Draf, yang dikatalogkan sebagai EIP-8361, mengusulkan pembakaran sebagian yang terus meningkat dari imbalan yang diterima oleh validator seiring dengan meningkatnya jumlah ETH yang di-stake, hingga penerbitan bersih benar-benar dihilangkan ketika staking mencapai 60,25 juta ETH, angka yang setara dengan sekitar setengah dari total pasokan. Pada kurs bursa saat ini, ambang batas tersebut berada di sekitar $112 miliar.
Mekanisme ini beroperasi setiap 6,4 menit, pada penutupan setiap epoch: alih-alih membayarkan seluruh hadiah yang dihasilkan, sebagian kecilnya dihancurkan secara permanen. Porsi tersebut meningkat secara linier hingga mencapai 100% ketika staking mencapai titik jenuh. Validator mempertahankan semua biaya transaksi dan tip yang diperoleh dari pembuatan blok; hanya Ethereum yang baru diciptakan yang tunduk pada pembakaran.

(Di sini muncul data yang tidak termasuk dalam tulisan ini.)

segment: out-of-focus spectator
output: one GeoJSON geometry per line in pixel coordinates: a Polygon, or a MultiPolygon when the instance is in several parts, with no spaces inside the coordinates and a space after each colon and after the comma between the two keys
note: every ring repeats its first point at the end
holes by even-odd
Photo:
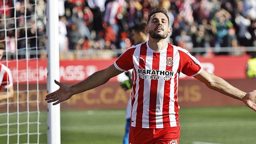
{"type": "Polygon", "coordinates": [[[59,16],[63,16],[65,15],[65,1],[66,0],[58,0],[58,5],[59,9],[59,16]]]}
{"type": "Polygon", "coordinates": [[[87,0],[88,6],[91,8],[99,8],[101,12],[105,10],[105,4],[106,0],[87,0]]]}
{"type": "Polygon", "coordinates": [[[71,28],[67,33],[69,40],[69,49],[74,50],[79,47],[77,45],[83,44],[84,39],[78,30],[77,25],[75,23],[72,23],[71,28]]]}
{"type": "Polygon", "coordinates": [[[176,37],[178,43],[177,46],[184,48],[189,51],[191,51],[193,48],[193,43],[190,36],[187,34],[186,31],[182,29],[180,35],[176,37]]]}
{"type": "Polygon", "coordinates": [[[60,52],[67,51],[68,50],[67,31],[66,26],[67,19],[65,16],[60,17],[59,19],[59,46],[60,52]]]}
{"type": "Polygon", "coordinates": [[[122,7],[116,1],[113,0],[106,5],[104,16],[104,22],[112,27],[116,35],[118,35],[119,26],[118,24],[118,15],[120,15],[122,7]]]}
{"type": "Polygon", "coordinates": [[[223,45],[223,38],[227,35],[229,29],[233,27],[230,20],[231,18],[230,14],[222,9],[216,13],[215,17],[211,21],[213,32],[216,37],[215,43],[216,54],[219,54],[220,47],[223,45]]]}
{"type": "Polygon", "coordinates": [[[78,32],[83,39],[90,39],[91,33],[86,24],[83,19],[83,13],[81,10],[78,7],[74,7],[73,9],[72,20],[77,25],[78,32]]]}
{"type": "Polygon", "coordinates": [[[237,37],[239,44],[246,47],[249,46],[252,36],[248,31],[248,28],[251,25],[251,21],[238,13],[235,21],[239,27],[237,37]]]}
{"type": "Polygon", "coordinates": [[[256,78],[256,52],[252,54],[252,57],[247,62],[246,75],[248,78],[256,78]]]}

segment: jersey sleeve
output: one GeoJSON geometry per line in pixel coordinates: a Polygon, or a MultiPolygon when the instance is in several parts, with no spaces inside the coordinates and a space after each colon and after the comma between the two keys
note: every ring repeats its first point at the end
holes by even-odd
{"type": "Polygon", "coordinates": [[[117,69],[121,71],[127,71],[132,68],[132,57],[135,49],[133,47],[128,48],[115,61],[114,65],[117,69]]]}
{"type": "Polygon", "coordinates": [[[13,77],[10,69],[8,68],[4,73],[2,84],[5,88],[7,88],[13,85],[13,77]]]}
{"type": "Polygon", "coordinates": [[[203,68],[199,61],[186,50],[179,51],[180,60],[180,70],[183,74],[193,77],[202,72],[203,68]]]}

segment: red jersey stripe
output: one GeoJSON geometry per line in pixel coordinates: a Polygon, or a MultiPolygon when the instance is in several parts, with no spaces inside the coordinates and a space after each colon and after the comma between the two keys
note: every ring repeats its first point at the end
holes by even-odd
{"type": "MultiPolygon", "coordinates": [[[[152,70],[159,69],[159,53],[153,53],[153,63],[152,70]]],[[[154,77],[154,75],[151,76],[154,77]]],[[[158,80],[152,79],[151,80],[150,95],[149,121],[150,128],[156,128],[156,109],[157,103],[157,93],[158,80]]]]}
{"type": "MultiPolygon", "coordinates": [[[[166,59],[167,58],[173,57],[173,48],[170,45],[168,44],[166,59]]],[[[166,65],[166,70],[172,71],[173,67],[166,65]]],[[[164,127],[169,127],[170,126],[170,120],[169,118],[169,103],[170,102],[170,80],[165,81],[164,83],[164,92],[163,96],[163,122],[166,125],[164,127]]]]}
{"type": "MultiPolygon", "coordinates": [[[[141,45],[140,52],[139,68],[145,69],[147,56],[147,46],[146,43],[141,45]]],[[[143,111],[143,96],[144,90],[144,79],[139,77],[139,90],[138,91],[138,106],[136,116],[136,126],[142,126],[142,114],[143,111]]]]}

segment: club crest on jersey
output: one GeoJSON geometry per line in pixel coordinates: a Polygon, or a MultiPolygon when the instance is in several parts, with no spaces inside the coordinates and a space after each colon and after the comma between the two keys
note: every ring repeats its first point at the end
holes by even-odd
{"type": "Polygon", "coordinates": [[[178,142],[176,140],[172,140],[168,143],[168,144],[178,144],[178,142]]]}
{"type": "Polygon", "coordinates": [[[172,66],[173,65],[173,61],[172,59],[173,58],[168,57],[166,60],[166,64],[169,67],[172,66]]]}

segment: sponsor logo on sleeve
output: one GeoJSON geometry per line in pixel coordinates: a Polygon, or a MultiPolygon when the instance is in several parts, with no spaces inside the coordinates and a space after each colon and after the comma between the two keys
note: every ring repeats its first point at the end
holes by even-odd
{"type": "Polygon", "coordinates": [[[176,140],[172,140],[168,143],[168,144],[178,144],[178,142],[176,140]]]}

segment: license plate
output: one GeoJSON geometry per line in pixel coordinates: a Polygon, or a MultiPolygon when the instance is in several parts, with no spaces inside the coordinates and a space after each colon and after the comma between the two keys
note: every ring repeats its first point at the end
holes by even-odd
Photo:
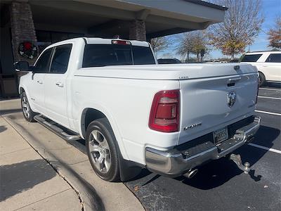
{"type": "Polygon", "coordinates": [[[228,139],[228,127],[216,130],[213,132],[214,142],[217,144],[221,141],[228,139]]]}

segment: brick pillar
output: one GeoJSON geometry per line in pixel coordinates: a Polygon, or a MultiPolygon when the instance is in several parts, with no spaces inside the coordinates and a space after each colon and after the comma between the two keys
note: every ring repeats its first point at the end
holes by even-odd
{"type": "Polygon", "coordinates": [[[146,41],[145,23],[143,20],[132,20],[129,33],[130,39],[146,41]]]}
{"type": "Polygon", "coordinates": [[[36,58],[27,58],[22,57],[18,53],[18,46],[21,42],[30,41],[34,45],[37,45],[32,12],[27,1],[21,0],[11,3],[11,27],[14,60],[27,60],[30,65],[32,65],[35,62],[36,58]]]}

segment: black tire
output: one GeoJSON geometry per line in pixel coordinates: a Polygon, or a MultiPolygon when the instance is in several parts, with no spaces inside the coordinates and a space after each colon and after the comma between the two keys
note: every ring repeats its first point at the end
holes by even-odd
{"type": "Polygon", "coordinates": [[[108,181],[119,181],[120,173],[117,142],[107,118],[101,118],[93,121],[88,126],[86,135],[86,148],[91,165],[99,177],[108,181]],[[93,134],[96,134],[96,136],[98,134],[99,138],[95,139],[93,134]],[[96,139],[100,140],[97,141],[96,139]],[[103,140],[103,141],[100,141],[100,140],[103,140]],[[103,143],[104,140],[107,144],[103,143]],[[100,143],[99,144],[98,143],[100,143]],[[103,152],[100,153],[98,149],[96,151],[93,151],[93,147],[95,149],[100,147],[98,150],[104,147],[101,150],[103,152]],[[103,162],[98,162],[100,156],[103,158],[101,158],[103,160],[103,162]],[[107,160],[107,162],[105,162],[105,160],[107,160]],[[108,160],[110,160],[110,162],[108,160]],[[99,163],[100,165],[98,165],[99,163]],[[107,164],[106,165],[105,163],[110,163],[110,165],[107,164]]]}
{"type": "Polygon", "coordinates": [[[31,109],[25,92],[22,92],[20,94],[20,104],[22,106],[22,111],[25,119],[30,122],[35,122],[34,117],[37,113],[33,112],[31,109]]]}
{"type": "Polygon", "coordinates": [[[263,73],[259,71],[259,87],[263,86],[266,84],[266,77],[263,73]]]}

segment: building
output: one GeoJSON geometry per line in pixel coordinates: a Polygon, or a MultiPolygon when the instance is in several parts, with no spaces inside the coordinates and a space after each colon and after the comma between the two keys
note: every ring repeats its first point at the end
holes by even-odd
{"type": "MultiPolygon", "coordinates": [[[[77,37],[148,40],[222,22],[225,7],[199,0],[1,0],[0,96],[17,95],[14,61],[32,64],[46,46],[77,37]],[[38,46],[30,58],[22,45],[38,46]]],[[[33,52],[33,51],[32,51],[33,52]]]]}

Transisi ini dirancang untuk berlangsung selama 18 bulan, dengan periode awal enam bulan selama pembaruan diterapkan, memberi peserta sekitar dua tahun untuk beradaptasi.

Staking Tanpa Batas dan Konsekuensinya bagi Ethereum
Di balik proposal ini terdapat diagnosis spesifik: skema saat ini tidak pernah berhenti memberikan insentif untuk staking. Bahkan jika seluruh ETH yang ada sudah di-stake, imbal hasil tetap akan berada di sekitar 1,5%, menciptakan insentif akumulasi permanen. Jérôme de Tychey, salah satu penulis proyek ini, memproyeksikan lebih dari 70 juta ETH di-stake pada Januari 2028 jika tidak ada tindakan yang diambil. Saat ini ada sekitar 41 juta ETH dalam staking, mendekati 34% dari pasokan, dengan tambahan 2,5 juta lagi dalam antrian aktivasi.
Sambutan di seluruh ekosistem sangat keras. Stani Kulechov, CEO dari Aave Labs, memperingatkan bahwa menurunkan imbalan menjadi nol akan membuat sebagian besar strategi peminjaman ETH tidak lagi viable. Mike Silagadze, pendiri ether.fi, mempertanyakan baik substansi maupun prosesnya, mencatat bahwa proposal ini diumumkan publik dengan hanya 48 jam untuk komentar, dan akan menguntungkan entitas terpusat besar di eksposur para staker individu. Silagadze juga memperingatkan bahwa langkah ini bisa mengembalikan puluhan miliar dolar ETH ke pasar.
Usulan tersebut diajukan beberapa hari sebelum batas waktu 6 Agustus untuk dimasukkan dalam Hegotá, fork berikutnya ethereum yang dijadwalkan pada paruh kedua 2026. Dengan hanya sekitar 300 baris implementasi dan tidak ada konsensus di antara validator dan staker, para analis mempertimbangkan kemungkinan besar usulan tersebut akan ditunda ke fork berikutnya.